- The Washington Times - Tuesday, July 7, 2009

Capping a series of bold government actions to rescue failing corporate giants, the White House has won approval of its restructuring plan for General Motors Corp., putting the government on track to take ownership of the storied automaker by the end of the week.

The takeover, which is the most extensive federal intervention into the operations of a major industrial company, follows in quick succession a government-assisted bankruptcy reorganization of Chrysler LLC, the assumption of partial ownership of two of the nation’s biggest banks — Citigroup and Bank of America — and the seizure of mortgage giants Fannie Mae and Freddie Mac as well as insurance goliath American International Group Inc.

William Boyes, an economics professor at the W.P. Carey School of Business at Arizona State University, estimates that the government now owns or controls businesses that generate about one-third of U.S. economic activity.

Some economists say the free-market system is in danger. But almost all agree that the government’s heightened presence in large sectors of the economy, even if necessary, will change the way markets and businesses function for many years to come.

“I didn’t think I would ever see the United States move to a primarily government-controlled economy, and its happened in just a few months,” Mr. Boyes said.

Mr. Boyes is among economists who say GM and some of the large banks should have been allowed to fail because of the poor decisions and management that led to their insolvency.

“The auto companies should have been able to file bankruptcy at the very beginning so contracts and other inefficient setups could have been resolved” without government intervention that led to a deal that disproportionately favors GM’s autoworkers union, he said.

But other economists and President Obama insist that the government got involved only reluctantly and its intervention was necessary to prevent the greater harm to the economy that would have come from thousands more lost jobs in the middle of the deepest recession in modern times.

John Wolkonowicz, an economist at IHS Global Insight, said the government had to become GM’s sponsor and rush the case through bankruptcy court to prevent the recession from getting worse this summer.

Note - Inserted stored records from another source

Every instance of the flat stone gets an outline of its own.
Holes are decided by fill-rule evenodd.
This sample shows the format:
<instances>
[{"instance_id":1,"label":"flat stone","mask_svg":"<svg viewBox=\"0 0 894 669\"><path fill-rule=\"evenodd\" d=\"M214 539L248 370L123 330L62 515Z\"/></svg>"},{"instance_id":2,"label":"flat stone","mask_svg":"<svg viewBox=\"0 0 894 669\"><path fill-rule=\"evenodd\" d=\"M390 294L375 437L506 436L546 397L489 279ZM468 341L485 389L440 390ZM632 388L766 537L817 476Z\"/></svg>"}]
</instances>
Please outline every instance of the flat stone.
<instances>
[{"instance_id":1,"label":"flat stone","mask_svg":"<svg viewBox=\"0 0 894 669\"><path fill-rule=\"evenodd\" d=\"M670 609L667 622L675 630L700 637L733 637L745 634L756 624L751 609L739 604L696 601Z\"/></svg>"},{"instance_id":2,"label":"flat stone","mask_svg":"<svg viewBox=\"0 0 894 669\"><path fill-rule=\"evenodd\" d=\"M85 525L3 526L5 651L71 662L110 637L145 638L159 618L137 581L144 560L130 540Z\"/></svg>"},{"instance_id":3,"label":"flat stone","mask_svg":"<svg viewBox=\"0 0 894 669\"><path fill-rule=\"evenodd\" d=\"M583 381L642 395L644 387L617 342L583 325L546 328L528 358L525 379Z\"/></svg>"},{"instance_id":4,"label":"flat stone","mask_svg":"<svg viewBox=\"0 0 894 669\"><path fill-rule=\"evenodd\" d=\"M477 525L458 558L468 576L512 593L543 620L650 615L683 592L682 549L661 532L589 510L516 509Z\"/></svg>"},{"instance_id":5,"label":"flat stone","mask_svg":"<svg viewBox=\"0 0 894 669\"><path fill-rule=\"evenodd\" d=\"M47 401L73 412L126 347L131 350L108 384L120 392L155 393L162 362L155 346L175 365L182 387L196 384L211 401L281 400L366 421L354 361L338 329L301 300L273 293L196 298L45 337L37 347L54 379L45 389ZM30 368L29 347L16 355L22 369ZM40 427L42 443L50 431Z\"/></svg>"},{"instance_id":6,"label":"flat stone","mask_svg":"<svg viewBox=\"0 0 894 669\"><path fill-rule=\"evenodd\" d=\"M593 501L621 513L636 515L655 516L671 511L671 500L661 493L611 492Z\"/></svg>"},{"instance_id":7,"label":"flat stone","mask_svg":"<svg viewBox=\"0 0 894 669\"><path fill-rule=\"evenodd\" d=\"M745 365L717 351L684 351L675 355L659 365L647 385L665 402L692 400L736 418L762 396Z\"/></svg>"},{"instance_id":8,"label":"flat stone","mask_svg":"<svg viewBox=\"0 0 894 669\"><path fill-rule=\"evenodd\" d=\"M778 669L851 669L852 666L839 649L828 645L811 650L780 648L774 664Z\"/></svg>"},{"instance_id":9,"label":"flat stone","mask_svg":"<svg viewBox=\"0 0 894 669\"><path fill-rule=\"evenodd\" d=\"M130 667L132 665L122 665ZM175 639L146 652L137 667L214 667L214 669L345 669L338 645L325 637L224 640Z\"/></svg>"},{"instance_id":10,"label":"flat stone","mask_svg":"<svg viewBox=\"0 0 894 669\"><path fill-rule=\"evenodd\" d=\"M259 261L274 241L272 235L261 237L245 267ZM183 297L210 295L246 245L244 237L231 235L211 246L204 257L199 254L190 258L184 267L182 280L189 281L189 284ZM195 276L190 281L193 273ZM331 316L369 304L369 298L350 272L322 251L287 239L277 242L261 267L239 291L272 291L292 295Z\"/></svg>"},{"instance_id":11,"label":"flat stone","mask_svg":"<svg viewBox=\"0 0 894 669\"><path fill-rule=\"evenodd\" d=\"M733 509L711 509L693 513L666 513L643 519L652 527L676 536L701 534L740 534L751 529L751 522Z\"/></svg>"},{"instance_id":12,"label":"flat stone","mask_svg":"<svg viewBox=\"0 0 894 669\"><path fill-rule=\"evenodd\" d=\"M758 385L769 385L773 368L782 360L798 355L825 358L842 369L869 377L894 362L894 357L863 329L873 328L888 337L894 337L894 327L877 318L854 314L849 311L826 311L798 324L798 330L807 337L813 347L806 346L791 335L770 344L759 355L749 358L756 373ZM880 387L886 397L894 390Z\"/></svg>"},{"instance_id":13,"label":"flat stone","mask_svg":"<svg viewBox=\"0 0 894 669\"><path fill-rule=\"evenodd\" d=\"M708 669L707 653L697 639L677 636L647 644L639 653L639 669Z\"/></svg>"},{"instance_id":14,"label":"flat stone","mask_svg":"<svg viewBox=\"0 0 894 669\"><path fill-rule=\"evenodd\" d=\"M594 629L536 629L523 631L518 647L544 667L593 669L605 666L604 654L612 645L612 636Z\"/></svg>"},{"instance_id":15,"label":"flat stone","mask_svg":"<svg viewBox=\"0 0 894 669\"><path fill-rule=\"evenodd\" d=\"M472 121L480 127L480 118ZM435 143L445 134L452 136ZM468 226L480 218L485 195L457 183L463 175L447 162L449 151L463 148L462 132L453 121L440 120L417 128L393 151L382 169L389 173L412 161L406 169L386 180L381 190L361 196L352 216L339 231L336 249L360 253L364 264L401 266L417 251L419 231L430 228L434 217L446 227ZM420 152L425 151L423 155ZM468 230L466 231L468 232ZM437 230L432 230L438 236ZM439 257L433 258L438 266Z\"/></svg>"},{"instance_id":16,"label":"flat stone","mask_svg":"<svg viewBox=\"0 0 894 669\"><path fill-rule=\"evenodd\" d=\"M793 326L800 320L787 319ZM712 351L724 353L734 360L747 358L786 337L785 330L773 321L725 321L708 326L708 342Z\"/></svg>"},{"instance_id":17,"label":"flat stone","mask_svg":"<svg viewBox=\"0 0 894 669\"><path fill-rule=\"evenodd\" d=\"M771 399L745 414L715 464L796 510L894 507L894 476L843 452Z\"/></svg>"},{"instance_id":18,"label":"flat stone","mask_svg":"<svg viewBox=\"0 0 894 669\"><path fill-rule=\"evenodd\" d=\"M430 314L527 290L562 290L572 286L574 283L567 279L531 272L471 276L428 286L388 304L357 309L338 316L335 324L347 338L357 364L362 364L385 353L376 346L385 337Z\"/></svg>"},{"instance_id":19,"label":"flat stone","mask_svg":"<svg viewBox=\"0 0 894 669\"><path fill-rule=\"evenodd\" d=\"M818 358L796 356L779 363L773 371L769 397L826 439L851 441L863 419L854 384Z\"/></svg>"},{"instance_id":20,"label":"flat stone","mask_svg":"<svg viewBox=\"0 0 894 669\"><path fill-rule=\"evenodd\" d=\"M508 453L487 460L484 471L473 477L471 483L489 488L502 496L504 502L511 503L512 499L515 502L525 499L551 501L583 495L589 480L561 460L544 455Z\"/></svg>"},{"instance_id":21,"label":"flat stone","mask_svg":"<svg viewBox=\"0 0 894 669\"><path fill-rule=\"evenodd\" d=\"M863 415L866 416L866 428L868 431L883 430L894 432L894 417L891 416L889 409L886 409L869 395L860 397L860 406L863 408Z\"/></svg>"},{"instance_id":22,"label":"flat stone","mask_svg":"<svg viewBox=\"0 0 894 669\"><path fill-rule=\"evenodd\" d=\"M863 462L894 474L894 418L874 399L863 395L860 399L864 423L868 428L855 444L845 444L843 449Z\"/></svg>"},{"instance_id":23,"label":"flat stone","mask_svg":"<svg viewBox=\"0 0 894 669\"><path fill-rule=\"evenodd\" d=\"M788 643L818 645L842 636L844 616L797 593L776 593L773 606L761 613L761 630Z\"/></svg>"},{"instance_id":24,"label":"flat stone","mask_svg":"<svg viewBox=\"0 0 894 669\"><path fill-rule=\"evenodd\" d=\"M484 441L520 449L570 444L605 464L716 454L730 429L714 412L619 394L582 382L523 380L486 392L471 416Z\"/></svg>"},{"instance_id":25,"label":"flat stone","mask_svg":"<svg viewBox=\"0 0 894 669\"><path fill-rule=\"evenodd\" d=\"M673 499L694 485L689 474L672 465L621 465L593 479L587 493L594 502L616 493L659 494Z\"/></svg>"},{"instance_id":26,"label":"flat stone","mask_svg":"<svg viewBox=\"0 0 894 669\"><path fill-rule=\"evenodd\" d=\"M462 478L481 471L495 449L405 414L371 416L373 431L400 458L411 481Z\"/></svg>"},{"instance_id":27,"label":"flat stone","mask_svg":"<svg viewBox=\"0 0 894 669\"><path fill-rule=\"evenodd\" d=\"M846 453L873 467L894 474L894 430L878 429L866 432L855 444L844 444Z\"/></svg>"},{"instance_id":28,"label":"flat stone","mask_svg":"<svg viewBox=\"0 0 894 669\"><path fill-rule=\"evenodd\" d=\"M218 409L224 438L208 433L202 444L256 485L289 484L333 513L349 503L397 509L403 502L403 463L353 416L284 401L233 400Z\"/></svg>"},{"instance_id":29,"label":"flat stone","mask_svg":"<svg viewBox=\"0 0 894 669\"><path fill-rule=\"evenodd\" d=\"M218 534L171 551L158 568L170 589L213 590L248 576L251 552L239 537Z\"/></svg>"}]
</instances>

“A prolonged GM bankruptcy could significantly harm the U.S. economy just as it is starting to show some signs of recovery,” he said. Under the government’s plan for a quick reorganization, “GM has a high probability of eventually becoming a sustainable, successful business,” he said.

Mr. Wolkonowicz said GM’s image problems were only slightly worsened by the government takeover and bankruptcy. To be successful, he said, GM will have to overcome its mounting perception problems by winning over younger buyers with a new lineup of cars such as the Chevy Volt, Cruze and Camaro.

The New York bankruptcy judge who approved GM’s sale to the government Sunday night largely agreed with the White House’s view that a taxpayer takeover was the only alternative to shutting down the company that is both the heart of the U.S. auto industry and the entire manufacturing sector.

“This will prevent the death of the patient on the operating table,” U.S. Bankruptcy Judge Robert Gerber said in a 95-page opinion that he wrote over the long Independence Day weekend. “GM cannot survive with its continuing losses … and without the government funding that will expire in a matter of days.”

Moreover, the judge rejected arguments by a small group of GM bondholders that the company could have survived a normal, prolonged bankruptcy reorganization, which for such a large corporation would take months or years.

“As nobody can seriously dispute, the only alternative to an immediate sale is liquidation — a disastrous result for GM’s creditors, its employees, the suppliers who depend on GM for their existence, and the communities in which GM operates,” Judge Gerber wrote. “In the event of a liquidation, creditors now trying to increase their incremental recoveries would get nothing.”